This repository includes an implementation of a Transformer Neural Network for any-order epistasis detection. This implementation has been devised to make use of network interpretation strategies (e.g., attention scores) to identify epistatic interactions and target various AI accelerators (e.g., GPUs, TPUs).
Genome-Wide Association Studies (GWAS) analyze the influence of individual genetic markers on well-known diseases. However, this approach ignores gene-gene interactions (epistasis), which are of utmost importance to understand complex diseases. Therefore, finding new SNP associations has a high impact on our understanding of these diseases, as well as precision medicine, contributing to improve personalized healthcare.
- TensorFlow (version 2.6 or more recent)
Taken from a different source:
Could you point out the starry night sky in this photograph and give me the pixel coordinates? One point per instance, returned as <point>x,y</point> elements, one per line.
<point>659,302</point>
Running the Transformer on a single GPU with a synthetic example dataset (fourth order interaction) with 1000 SNPs, 1600 samples (800 controls, 800 cases), splitting the dataset in 6 partitions, combining them in pairs, and selecting the top 5% SNPs:
$ python3 ED_Transformer.py -path Add4.txt -partitions 6 -comb 2 -top 0.05 -device GPU -n 1
The Transformer implementation requires the following arguments:
$ -path PATH a path to epistasis datasets (can be a .txt file, a folder with files, or a zip with files)
$ -partitions PARTITIONS the number of partitions
$ -comb COMB the combination order to merge partitions
$ -top TOP best SNP percentage to report after training (between 0 and 1)
$ -device DEVICE the device to use (e.g., CPU, GPU, TPU)
$ -n N number of devices
$ -sparsity SPARSITY an optional float (between 0 and 1) for the sparsity percentage on the transformer attention modules. Defaults to 0.9.
$ -epochs EPOCHS an optional int for the epochs to train the transformer. Defaults to 15.